Hier, SBF a témoigné devant le tribunal. Il s’agit d’un événement important au cours des trois semaines qui se sont écoulées depuis l’affaire FTX, et BlockBeats a compilé les documents pertinents comme suit :
Des documents antérieurs montrent que le juge Lewis Kaplan, qui est en charge de l’affaire, a autorisé les avocats de la défense à poser des questions à SBF sur les opérations de FTX et sur la manière dont les avocats de la société ont été impliqués dans la prise de ces décisions. Parmi les problèmes soulevés figuraient la politique de suppression automatique des messages Signal et Slack utilisés par FTX, l’ouverture de North Dimension et de ses comptes bancaires, les prêts consentis par FTX et Alameda Research à ses dirigeants, et d’autres problèmes.
L’équipe de défense de SBF a cherché à faire valoir que SBF n’avait pas l’intention d’escroquer les clients ou les investisseurs et qu’une partie de ses efforts pour gérer la société reposait sur les conseils d’avocats. Lors de cette comparution, SBF devrait témoigner pour savoir s’il savait que l’avocat était impliqué dans certains aspects des opérations de FTX, sa compréhension des pratiques du secteur, ses intentions concernant les fonds de FTX au moment de l’effondrement de FTX et sa connaissance des finances de FTX et d’Alameda.
Cela peut être dû au fait qu’il y a eu un désaccord entre la défense et l’accusation sur la question de savoir s’il fallait utiliser l’interaction de SBF avec l’avocat comme un sujet de discussion équitable dans le contre-interrogatoire de la défense. Le juge a décidé de contre-interroger les témoins sans la présence du jury, et vers 14 h HE, SBF a témoigné dans la salle d’audience de Manhattan, mais les jurés ont ensuite été renvoyés chez eux.
Le juge Lewis Kaplan a dit aux jurés : « C’est peut-être un peu surprenant, mais vous vous reposez pour le reste de la journée. Lewis Kaplan a également expliqué que c’était peut-être la première fois depuis longtemps, et peut-être même depuis qu’il est devenu juge.
Plus tôt jeudi, les avocats de SBF dans l’affaire FTX ont déclaré au juge du tribunal que le témoignage de SBF prendrait environ quatre heures pour résoudre toutes les questions.

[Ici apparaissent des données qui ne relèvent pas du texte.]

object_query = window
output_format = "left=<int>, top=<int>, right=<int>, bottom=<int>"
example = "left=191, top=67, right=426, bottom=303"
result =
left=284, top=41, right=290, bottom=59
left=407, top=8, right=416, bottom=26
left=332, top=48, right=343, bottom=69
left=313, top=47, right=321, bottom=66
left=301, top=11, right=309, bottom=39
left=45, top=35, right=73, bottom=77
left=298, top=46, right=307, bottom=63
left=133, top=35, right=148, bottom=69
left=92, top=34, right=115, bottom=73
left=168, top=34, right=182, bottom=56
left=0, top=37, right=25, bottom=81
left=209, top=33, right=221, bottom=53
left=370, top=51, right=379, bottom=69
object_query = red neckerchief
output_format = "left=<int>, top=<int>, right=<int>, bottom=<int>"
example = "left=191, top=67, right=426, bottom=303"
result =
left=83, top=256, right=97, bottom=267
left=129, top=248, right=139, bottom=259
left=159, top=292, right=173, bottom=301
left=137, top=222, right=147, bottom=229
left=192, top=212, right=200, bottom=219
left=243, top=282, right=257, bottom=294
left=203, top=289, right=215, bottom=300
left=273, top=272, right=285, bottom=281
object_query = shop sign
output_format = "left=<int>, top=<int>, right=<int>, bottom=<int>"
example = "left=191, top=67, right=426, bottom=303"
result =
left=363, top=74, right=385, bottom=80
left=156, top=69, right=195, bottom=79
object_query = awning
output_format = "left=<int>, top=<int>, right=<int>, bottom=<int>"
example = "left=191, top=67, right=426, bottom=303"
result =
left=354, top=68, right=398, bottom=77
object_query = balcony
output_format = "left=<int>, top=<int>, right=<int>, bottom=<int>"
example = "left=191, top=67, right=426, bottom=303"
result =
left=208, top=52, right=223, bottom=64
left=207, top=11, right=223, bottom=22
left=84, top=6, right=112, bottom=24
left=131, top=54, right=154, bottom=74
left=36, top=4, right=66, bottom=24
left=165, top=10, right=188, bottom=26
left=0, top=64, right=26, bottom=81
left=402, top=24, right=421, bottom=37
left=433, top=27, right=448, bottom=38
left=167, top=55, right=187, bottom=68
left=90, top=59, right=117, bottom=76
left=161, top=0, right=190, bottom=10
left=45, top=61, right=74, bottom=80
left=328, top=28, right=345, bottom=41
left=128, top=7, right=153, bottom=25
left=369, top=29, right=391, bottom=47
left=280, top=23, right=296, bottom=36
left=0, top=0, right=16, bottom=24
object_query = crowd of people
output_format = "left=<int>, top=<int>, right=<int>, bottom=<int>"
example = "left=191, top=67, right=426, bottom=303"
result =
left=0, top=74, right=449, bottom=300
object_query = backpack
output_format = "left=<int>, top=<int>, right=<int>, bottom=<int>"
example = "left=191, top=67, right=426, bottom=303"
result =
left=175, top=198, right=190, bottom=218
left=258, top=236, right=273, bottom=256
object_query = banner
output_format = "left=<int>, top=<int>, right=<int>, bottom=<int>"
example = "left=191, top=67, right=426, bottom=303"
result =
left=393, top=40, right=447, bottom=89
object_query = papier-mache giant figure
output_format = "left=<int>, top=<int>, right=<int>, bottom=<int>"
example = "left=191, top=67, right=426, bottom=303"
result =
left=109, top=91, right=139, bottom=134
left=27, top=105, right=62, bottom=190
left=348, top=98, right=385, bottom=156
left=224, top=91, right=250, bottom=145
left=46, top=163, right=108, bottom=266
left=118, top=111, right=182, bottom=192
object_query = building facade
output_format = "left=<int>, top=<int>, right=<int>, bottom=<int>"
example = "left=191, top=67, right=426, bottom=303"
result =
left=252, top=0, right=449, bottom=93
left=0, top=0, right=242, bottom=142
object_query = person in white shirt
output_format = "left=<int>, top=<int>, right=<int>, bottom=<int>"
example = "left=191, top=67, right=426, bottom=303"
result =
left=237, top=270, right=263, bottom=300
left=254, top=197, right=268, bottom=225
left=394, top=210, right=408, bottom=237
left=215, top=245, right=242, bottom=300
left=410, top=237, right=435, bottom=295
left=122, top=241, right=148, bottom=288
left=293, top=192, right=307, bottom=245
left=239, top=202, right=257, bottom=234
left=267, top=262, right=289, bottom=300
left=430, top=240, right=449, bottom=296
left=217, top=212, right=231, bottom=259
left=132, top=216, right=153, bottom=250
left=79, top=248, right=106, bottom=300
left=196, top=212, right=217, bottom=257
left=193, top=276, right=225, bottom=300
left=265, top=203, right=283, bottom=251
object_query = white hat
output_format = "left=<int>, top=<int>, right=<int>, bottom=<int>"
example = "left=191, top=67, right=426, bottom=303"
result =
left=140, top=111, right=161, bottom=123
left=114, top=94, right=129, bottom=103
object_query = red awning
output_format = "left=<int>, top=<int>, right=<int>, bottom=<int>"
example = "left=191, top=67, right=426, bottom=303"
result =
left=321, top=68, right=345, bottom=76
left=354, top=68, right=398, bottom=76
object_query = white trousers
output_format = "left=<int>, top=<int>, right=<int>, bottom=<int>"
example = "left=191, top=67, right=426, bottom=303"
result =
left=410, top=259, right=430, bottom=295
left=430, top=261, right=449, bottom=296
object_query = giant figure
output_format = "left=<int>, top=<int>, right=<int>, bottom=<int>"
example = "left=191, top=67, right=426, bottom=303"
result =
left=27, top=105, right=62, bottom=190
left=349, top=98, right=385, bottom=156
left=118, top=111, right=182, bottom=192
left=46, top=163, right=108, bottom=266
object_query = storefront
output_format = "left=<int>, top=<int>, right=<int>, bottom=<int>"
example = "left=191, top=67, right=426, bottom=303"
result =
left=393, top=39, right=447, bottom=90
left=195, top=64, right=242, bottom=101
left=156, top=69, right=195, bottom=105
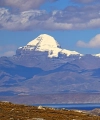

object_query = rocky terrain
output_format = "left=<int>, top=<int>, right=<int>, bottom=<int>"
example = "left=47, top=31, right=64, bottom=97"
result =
left=0, top=101, right=100, bottom=120
left=0, top=34, right=100, bottom=101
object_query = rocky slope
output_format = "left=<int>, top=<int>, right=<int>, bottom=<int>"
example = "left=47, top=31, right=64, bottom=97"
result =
left=0, top=34, right=100, bottom=95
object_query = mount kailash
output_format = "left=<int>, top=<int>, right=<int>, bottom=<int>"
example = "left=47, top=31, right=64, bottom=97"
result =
left=0, top=34, right=100, bottom=95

Lorsqu’il a été confronté aux questions de son avocat, SBF a été clair et fluide.
Lors de l’interrogatoire direct des avocats, SBF a invoqué à plusieurs reprises l’avocat général de FTX, Daniel Friedberg, pour son rôle dans les décisions commerciales clés. Selon lui, Friedberg était responsable de la fusion de North Dimension, une filiale d’Alameda, dont les comptes bancaires ont été utilisés à un moment donné pour accepter les dépôts des utilisateurs de FTX. Il a également préparé une demande d’ouverture d’un compte bancaire dans la Dimension Nord.

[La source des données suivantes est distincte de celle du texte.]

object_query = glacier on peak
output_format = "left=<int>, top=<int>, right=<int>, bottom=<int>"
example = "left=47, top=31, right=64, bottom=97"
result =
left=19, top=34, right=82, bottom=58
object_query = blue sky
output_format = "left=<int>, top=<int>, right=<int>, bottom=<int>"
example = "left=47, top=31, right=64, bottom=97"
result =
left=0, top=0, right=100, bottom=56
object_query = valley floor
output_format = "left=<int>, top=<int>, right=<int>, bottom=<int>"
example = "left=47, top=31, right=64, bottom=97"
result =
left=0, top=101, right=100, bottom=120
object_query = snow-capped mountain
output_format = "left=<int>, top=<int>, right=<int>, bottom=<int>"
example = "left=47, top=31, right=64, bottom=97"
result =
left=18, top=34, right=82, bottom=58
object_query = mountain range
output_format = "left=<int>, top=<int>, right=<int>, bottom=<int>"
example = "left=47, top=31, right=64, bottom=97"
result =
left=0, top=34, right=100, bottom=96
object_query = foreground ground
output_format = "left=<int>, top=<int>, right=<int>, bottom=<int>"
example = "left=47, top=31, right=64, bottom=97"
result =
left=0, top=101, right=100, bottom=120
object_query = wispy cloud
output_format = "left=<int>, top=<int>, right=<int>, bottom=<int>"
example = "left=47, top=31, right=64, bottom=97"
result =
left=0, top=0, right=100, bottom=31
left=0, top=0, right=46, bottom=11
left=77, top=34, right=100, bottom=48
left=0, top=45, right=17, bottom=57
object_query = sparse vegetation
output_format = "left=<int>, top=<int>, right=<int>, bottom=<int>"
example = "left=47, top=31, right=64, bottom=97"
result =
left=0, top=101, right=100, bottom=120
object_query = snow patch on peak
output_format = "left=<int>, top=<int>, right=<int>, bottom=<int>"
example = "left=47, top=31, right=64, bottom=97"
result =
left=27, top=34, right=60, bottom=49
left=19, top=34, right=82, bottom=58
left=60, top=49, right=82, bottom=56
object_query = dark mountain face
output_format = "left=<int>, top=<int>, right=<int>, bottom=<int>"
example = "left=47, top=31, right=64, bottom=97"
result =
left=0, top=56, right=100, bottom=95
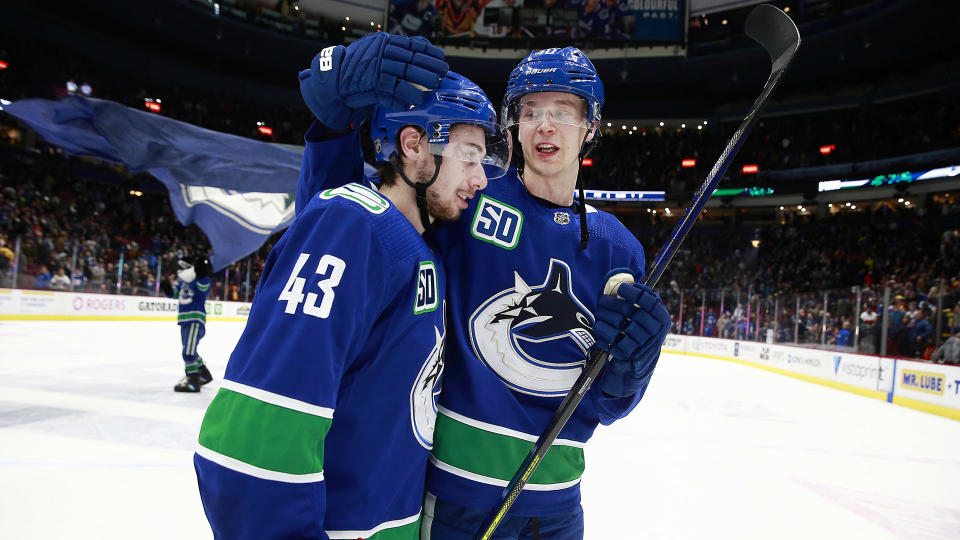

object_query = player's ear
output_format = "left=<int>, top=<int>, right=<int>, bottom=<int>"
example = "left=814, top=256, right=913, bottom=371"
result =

Mais lorsqu’il s’agit de répondre plus tard aux questions de l’accusation, SBF est « incompréhensible ».

SBF a nié savoir exactement pourquoi North Dimension a été créée, ni même l’origine de son nom, affirmant qu’il n’a fait que signer des documents qui lui ont été fournis par son avocat : « J’ai beaucoup de choses qui passent devant mon bureau tous les jours et je pense qu’elles sont dans la bonne forme ».

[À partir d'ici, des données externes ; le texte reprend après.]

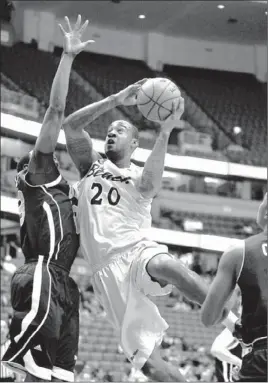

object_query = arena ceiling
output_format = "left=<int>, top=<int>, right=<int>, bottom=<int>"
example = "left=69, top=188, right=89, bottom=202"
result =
left=17, top=0, right=267, bottom=44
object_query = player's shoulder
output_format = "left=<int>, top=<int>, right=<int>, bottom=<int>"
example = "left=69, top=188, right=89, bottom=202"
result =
left=131, top=162, right=143, bottom=175
left=220, top=240, right=245, bottom=268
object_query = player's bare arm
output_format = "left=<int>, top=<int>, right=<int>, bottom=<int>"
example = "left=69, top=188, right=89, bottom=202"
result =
left=138, top=97, right=184, bottom=198
left=201, top=245, right=243, bottom=331
left=63, top=79, right=147, bottom=177
left=28, top=15, right=90, bottom=185
left=210, top=328, right=242, bottom=368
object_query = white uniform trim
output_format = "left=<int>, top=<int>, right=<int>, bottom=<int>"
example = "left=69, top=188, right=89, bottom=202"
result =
left=236, top=241, right=246, bottom=283
left=14, top=255, right=44, bottom=342
left=52, top=366, right=74, bottom=382
left=24, top=173, right=62, bottom=188
left=8, top=202, right=55, bottom=362
left=41, top=186, right=63, bottom=259
left=222, top=362, right=229, bottom=382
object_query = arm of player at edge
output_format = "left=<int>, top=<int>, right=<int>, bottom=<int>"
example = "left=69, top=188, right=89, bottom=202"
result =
left=210, top=328, right=242, bottom=367
left=138, top=97, right=184, bottom=198
left=63, top=79, right=147, bottom=177
left=28, top=15, right=90, bottom=184
left=201, top=244, right=243, bottom=332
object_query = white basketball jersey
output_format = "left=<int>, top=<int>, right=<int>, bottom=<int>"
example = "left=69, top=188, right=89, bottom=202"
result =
left=77, top=159, right=152, bottom=267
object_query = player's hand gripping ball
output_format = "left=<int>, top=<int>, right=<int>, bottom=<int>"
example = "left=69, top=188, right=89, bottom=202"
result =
left=137, top=77, right=181, bottom=122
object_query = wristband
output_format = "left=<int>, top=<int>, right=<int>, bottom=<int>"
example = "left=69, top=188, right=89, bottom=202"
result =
left=222, top=311, right=238, bottom=333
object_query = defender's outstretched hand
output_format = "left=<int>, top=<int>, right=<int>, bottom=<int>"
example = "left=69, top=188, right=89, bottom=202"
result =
left=115, top=78, right=148, bottom=106
left=59, top=15, right=94, bottom=55
left=160, top=97, right=184, bottom=133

Commentant le dialogue particulièrement conflictuel entre la défense et l’accusation sur la portée du contre-interrogatoire, le juge a déclaré que « les témoins ont ce que j’appelle une façon intéressante de répondre aux questions ».
Au cours du contre-interrogatoire posthume de SBF par la procureure adjointe Danielle Sassoon, SBF a été invité à répondre directement à la question de savoir si l’accord d’agence de paiement entre FTX et Alameda Research prévoyait qu’Alameda pouvait utiliser les fonds des clients.
Face à cette question centrale, SBF a déclaré qu’elle était « incapable de déterminer sa propre explication ».
Lorsqu’il répond à d’autres questions, SBF s’arrête pour se parler à lui-même, donnant souvent des réponses longues et sinueuses – avec des mots comme « probablement », « je pense » et « selon ma meilleure estimation ».

Tout ce que SBF dit, c’est : « Je ne m’en souviens pas. » SBF a témoigné devant le tribunal qu’il ne se souvenait pas d’avoir discuté de la fermeture d’Alameda Research avec son adjoint principal via l’application de messagerie Signal en 2022, a rapporté le WSJ. Lorsqu’on lui a demandé s’il se souvenait d’une conversation sur la façon dont les 13 milliards de dollars de l’entreprise avaient disparu, il a répondu : « Je ne le sais pas. 」
Le jour du procès, lorsque la décision du jury sur l’alibi a été annoncée, le juge Lewis Kaplan a ajouté : « Nous sommes dans le sprint final ».